O atirador à extrema esquerda aprontou a posição e se preparou para atirar, dedo no gatilho e mira pronta, em aguardo pela ordem de subjugar o moleque que julgou “arrogante”.
— Pare com isso, Zeta-02 — sinalizou o presidente, ao erguer a mão correspondente para alto. — Vai sofrer uma advertência de nível médio por desobedecer ordens expressas.
O agente coberto em vestes táticas retornou à posição com hesitação, repreendido pelo peso do claro julgamento por parte dos colegas.
— Esse nosso pessoal… Vou te contar! Eles precisam ser melhor disciplinados — escondeu as mãos nas costas. — Me diga, por simples curiosidade… Aqueles dois são seus amigos?
— A primeira pergunta foi minha — rebateu, seco.
O semblante dele reluzia com certo interesse, sem aparente importância ou percepção de ameaça e, se qualquer coisa, “entretido” talvez servisse para definí-lo bem.
— Gostei dessa sua personalidade! É um negociador honesto — afirmou. — Muitas pessoas pecam ao abrir negócios por esse exato motivo, sabia?
Descuidado, se aproximou da cama, até estar a quase dois metros do rapaz, em parte, entorpecido. Antes de ir, deu claros sinais de desaprovação quanto a ser seguido, fazendo-se vulnerável ao toque poderoso do Savoia.
— Elas não sabem o quanto valem e se negociam por qualquer coisa! — explicou, sorrindo ainda mais que antes. — Em quaisquer circunstâncias, o valor de uma pessoa detém de um componente auto-percebido, e é nisso que eu acredito.
A caminhada em ritmo lento pela área da sala acabou ao pegar uma das duas cadeiras metálicas e sentar-se, dirigindo uma encarada inquisitiva e profunda.
— Costuma-se pensar que a alma de tudo é o dinheiro; que é o dinheiro que dá poder, que quem o tem se dá bem… Mas sabe o que é mais importante do que isso? O valor a qual cada ser humano se atribui, não concorda?
“Parece papo de Coach”, pensou o jovem, impondo o máximo de esforço para não deixar o desprezo transparecer. “E ele parece ser do tipo que pode conversar sobre os próprios interesses por horas, para piorar. Aliás, esperar o quê? Ele é literalmente o político mais bem-sucedido!”

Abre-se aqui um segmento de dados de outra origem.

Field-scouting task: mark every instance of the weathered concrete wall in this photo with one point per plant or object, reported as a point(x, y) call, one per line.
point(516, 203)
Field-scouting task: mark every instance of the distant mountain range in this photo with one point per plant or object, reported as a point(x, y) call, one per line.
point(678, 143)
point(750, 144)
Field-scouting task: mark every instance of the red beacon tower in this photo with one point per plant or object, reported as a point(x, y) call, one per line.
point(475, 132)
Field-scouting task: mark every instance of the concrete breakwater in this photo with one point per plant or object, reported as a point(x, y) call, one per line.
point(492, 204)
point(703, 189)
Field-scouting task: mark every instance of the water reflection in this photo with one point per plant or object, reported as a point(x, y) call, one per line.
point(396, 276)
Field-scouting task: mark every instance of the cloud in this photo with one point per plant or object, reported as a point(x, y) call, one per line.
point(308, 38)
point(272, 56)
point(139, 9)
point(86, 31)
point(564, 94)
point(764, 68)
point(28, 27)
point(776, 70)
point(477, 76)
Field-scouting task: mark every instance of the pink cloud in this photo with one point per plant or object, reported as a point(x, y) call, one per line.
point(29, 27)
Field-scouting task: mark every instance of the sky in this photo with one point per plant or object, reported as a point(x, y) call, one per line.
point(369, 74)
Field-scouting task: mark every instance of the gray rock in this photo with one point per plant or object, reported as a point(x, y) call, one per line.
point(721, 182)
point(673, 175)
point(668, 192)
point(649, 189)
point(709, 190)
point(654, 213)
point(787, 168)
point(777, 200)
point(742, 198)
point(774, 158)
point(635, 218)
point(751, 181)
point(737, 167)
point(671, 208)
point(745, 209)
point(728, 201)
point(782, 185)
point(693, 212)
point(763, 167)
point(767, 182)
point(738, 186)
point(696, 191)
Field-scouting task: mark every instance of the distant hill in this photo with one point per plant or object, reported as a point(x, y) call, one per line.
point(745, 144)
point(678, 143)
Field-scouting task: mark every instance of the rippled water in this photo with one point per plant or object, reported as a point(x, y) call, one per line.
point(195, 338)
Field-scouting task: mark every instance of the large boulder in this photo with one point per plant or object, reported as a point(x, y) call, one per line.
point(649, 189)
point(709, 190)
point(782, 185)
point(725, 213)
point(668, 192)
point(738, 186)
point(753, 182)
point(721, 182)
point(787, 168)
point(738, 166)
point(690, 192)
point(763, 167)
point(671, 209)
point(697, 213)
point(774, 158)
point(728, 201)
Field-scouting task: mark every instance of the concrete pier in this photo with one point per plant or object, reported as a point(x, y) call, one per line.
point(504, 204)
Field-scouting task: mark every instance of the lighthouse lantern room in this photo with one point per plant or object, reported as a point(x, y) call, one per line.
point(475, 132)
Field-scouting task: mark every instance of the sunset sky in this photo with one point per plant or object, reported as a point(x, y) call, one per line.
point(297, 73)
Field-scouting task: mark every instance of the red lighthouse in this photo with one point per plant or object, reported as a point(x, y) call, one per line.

Não uma das grandes ou algo que o tiraria dali, mas fazê-lo tocar seu tópico de interesse foi uma vitória, afinal, quanto mais ele falar, menores as chances de morrer tão cedo.
“E maiores as chances dele revelar o que eu preciso. Por enquanto, é só continuar confirmando.”
Um ponto importante ficou claro com a reação à sua proposta: o de não haver interesse, ao menos momentâneo, em findar com a sua vida.
— … Quem se vende por pouco, se acostuma a ser tratado com pouco e, por fim, acaba até personificando essa escassez. Se no mundo há tanta miséria, é porque os miseráveis não se vêem em posição de alterá-la e manter o status quo se torna tão importante quanto respirar. Entende o que eu digo?
— Que as pessoas não progridem e crescem porque julgam a própria realidade como uma fração de si…?
— Exatamente! — vibrou, exilariado. — Uma mentalidade de crescimento leva a crescer inevitavelmente e portanto, poucas são as pessoas cujo potencial de mudar o mundo é plenamente explorado. Elas carecem de uma vontade, de um guia…! É bom saber que estamos na mesma linha quanto a esse entendimento, rapaz!
“Já dá para começar a perceber onde ele quer me levar com essa ladainha…”
A boa aceitação quanto às atitudes desafiadoras, o fato de não estar algemado ou acorrentado e até o ato de dispensar a total proteção da guarda armada, somado à propensão para discutir como “iguais”...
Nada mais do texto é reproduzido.